The picture is usually different within industries. Young people who work there often work during daytime hours and can rely on older workers for support and help. But it is important not to forget that young people, no matter where they work, often find themselves in a transition between school and working life. This is also a factor which adds complexity to the picture, especially as the reasons for working can vary greatly from person to person. Some begin to work because they no longer want to go to school, others are moonlighting in evenings and at weekends. For many young people the entry into the labour market has been postponed, which means those who are 18 or older no longer benefit from the protection of working environment legislation and regulation aimed at younger workers – even thought they might be entering into working life for the first time.
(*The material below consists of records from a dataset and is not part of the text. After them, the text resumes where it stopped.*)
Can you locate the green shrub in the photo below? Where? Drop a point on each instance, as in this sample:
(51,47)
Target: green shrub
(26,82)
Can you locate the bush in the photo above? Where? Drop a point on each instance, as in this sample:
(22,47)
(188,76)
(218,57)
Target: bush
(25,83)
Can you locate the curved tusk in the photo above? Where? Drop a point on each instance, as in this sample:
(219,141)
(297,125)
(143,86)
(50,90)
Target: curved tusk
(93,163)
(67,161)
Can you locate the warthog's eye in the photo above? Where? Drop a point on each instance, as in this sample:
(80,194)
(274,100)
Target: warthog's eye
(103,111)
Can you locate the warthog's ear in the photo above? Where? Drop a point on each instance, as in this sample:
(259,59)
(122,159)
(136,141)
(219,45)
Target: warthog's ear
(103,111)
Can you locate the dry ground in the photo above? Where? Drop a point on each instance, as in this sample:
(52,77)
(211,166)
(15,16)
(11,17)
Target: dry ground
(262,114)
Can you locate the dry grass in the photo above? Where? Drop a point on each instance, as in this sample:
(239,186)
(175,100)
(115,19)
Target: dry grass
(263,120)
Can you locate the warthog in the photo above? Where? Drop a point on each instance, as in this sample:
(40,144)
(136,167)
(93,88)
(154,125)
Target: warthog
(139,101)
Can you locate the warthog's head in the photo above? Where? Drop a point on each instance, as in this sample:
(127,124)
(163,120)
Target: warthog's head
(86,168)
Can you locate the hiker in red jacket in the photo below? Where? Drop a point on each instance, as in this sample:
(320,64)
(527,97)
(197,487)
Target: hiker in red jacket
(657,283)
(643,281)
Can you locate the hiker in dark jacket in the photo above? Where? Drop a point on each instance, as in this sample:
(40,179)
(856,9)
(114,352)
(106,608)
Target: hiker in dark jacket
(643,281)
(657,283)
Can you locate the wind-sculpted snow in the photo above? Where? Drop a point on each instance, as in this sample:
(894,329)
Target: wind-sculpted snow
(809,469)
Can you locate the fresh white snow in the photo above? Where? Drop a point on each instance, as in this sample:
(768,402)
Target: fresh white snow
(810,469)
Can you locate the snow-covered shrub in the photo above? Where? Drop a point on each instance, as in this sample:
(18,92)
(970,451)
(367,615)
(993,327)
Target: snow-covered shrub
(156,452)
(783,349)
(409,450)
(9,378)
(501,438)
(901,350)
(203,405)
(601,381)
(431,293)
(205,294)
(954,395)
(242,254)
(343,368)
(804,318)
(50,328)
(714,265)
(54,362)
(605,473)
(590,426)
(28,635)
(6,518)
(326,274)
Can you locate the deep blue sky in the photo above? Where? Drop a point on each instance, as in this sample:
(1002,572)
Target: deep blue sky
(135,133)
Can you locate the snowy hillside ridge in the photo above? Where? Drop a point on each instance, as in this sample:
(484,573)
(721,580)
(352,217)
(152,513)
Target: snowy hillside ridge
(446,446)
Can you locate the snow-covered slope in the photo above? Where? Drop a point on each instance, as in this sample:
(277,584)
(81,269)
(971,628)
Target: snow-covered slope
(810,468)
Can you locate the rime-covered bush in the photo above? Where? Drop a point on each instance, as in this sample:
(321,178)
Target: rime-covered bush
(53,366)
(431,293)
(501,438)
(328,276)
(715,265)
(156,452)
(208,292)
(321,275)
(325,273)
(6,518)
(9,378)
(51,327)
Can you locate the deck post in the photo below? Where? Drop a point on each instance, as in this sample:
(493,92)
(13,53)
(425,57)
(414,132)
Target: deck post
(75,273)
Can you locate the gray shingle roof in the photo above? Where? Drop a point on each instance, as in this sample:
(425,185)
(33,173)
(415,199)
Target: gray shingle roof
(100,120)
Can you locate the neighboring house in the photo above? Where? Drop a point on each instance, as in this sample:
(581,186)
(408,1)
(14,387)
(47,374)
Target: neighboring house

“When a young person starts working he or she steps into the adult world and initially find themselves in a transition phase between school and working life. They see how adults in the workplace approach risks, what kind of safety culture exists in the workplace and even if that culture does not fit with what they have been taught about safety they will imitate what they see and what other adults do. They are being socialised into a risk behaviour and thus they will be future proponents of that bad work culture,” says Pete Kines.
The need to view young people as a heterogenous group and to understand what transition phases between school and working life might mean to the individual young person represents one of the report’s main conclusions. Yet it is not enough to focus on the individual young person’s opportunities to improve the working environment. It is equally important to look at the young person’s surroundings. What characterises the sector in which the young person works, the working tasks he or she must carry out and which culture is typical for that particular workplace? How is work organised and how can it promote or hinder the improvement of the working environment? Who are the colleagues and how do they think about and work with the working environment? These factors make up the complex world which is the young person’s working environment, and the ambition to improve the working environment is necessary in order to begin to understand it, says Pete Kines.
He appeals to anyone who in any shape or form is involved in young people’s working environment – be it employers, educators, safety officers, the social partners – to think boldly. Dare to see how heterogenous the group of young workers is, but don’t focus solely on the young people themselves. Also focus on the complex working life they are facing. Risks and dangers in working life can be prevented through cooperation and engagement.
"I would like to see a Vision Zero for young workers' working environment, like Sweden's programme aimed at preventing fatal traffic accidents," says Pete Kines.
The report ‘Young workers’ working environment in the Nordic countries’ was published on 9 October on commission from the Nordic Council of Ministers during Sweden’s Presidency. A Nordic conference on young people’s working environments was held on the same day in Stockholm.
Senior researcher Pete Kines at the National Research Centre for the Working Environment in Denmark wrote the report with help from colleagues Elisabeth Framke and Elizabeth Bentsen and Anne Salmi from the Finnish Institute of Occupational Health.
Their aim has been to map the working environment situation for young workers between 15 and 24 in the Nordic countries, and the report looks at legislation, employment rate and work-related injuries or bad health. It also suggests ways of improving young people’s working environments.